Results interactive:

| state | SUM(num_bags) |
|-------|---------------|
| CA    | 86            |
| NY    | 81            |
| PA    | 3             |
| TX    | 4             |
| WA    | 4             |

Conclusion

This blog post covered some common SQL operations and provided examples.

Appendix

String operations

Get all the buyers from states that contain the letter ‘A’:

SELECT *
FROM buyer_location
WHERE state LIKE '%A%'

Results interactive:

| buyer_id | state |
|----------|-------|
| b2       | CA    |
| b5       | CA    |
| b6       | PA    |
| b7       | WA    |

Date operations

Get total number of bags ordered each month

You can generates months info by parsing the order_date:

SELECT order_id, 
    order_date,
    strftime('%m', order_date) AS month
FROM orders

Results:

| order_id | order_date | month |
|----------|------------|-------|
| 1        | 2022-03-01 | 03    |
| 2        | 2022-03-01 | 03    |
| 3        | 2022-03-01 | 03    |

Now we just need to GROUP BY to get the totals:

SELECT strftime('%Y', order_date) AS year,
  strftime('%m', order_date) AS month, 
  SUM(num_bags)
FROM orders
GROUP BY year, month

Results interactive:

| year | month | SUM(num_bags) |
|------|-------|---------------|
| 2022 | 03    | 35            |
| 2022 | 04    | 25            |
| 2022 | 05    | 82            |
| 2022 | 06    | 36            |

SQLime

SQLime is an SQLite playground that runs in your browser.

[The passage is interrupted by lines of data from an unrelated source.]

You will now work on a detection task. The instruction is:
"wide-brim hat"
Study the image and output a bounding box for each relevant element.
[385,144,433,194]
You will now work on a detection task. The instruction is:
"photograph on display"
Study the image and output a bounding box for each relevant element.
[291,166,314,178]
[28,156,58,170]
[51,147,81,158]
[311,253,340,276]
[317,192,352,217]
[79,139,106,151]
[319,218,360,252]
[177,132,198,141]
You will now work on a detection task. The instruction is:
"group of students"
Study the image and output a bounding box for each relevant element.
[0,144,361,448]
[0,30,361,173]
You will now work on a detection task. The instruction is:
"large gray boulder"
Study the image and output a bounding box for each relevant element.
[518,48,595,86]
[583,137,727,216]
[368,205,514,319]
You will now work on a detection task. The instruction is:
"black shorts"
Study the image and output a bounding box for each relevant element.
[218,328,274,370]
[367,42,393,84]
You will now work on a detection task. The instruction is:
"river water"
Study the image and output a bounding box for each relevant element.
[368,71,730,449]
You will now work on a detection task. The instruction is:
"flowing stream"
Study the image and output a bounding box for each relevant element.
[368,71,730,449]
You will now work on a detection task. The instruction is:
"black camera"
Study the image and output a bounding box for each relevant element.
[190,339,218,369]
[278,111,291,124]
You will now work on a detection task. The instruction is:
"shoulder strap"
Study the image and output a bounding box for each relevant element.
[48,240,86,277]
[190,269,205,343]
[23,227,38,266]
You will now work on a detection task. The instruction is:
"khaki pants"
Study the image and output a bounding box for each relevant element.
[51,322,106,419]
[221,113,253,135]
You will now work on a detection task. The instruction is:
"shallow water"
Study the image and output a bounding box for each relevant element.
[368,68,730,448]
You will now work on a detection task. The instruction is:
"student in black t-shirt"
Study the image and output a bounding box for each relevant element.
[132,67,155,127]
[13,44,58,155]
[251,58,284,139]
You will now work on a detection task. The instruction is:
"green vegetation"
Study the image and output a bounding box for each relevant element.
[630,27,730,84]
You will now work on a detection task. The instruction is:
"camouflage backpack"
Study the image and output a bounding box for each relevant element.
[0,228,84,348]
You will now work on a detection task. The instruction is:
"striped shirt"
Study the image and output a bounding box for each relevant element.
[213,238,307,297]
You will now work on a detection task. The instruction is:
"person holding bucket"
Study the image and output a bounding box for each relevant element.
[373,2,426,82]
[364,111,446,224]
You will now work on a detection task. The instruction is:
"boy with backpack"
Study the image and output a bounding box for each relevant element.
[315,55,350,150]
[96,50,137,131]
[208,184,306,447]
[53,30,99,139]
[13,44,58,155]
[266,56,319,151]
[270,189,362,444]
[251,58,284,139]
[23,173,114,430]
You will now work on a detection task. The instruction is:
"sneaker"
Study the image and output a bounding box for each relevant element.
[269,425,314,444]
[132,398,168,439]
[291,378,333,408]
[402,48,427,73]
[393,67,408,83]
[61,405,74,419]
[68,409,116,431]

It allows me to upload example databases and code samples into an environment so you can run. SQLite is probably more limited than the runtime you are used to in a production system, but working within these limitations allows me to distribute examples to you.

OLAP vs OLTP

Different databases are optimized for different access patterns.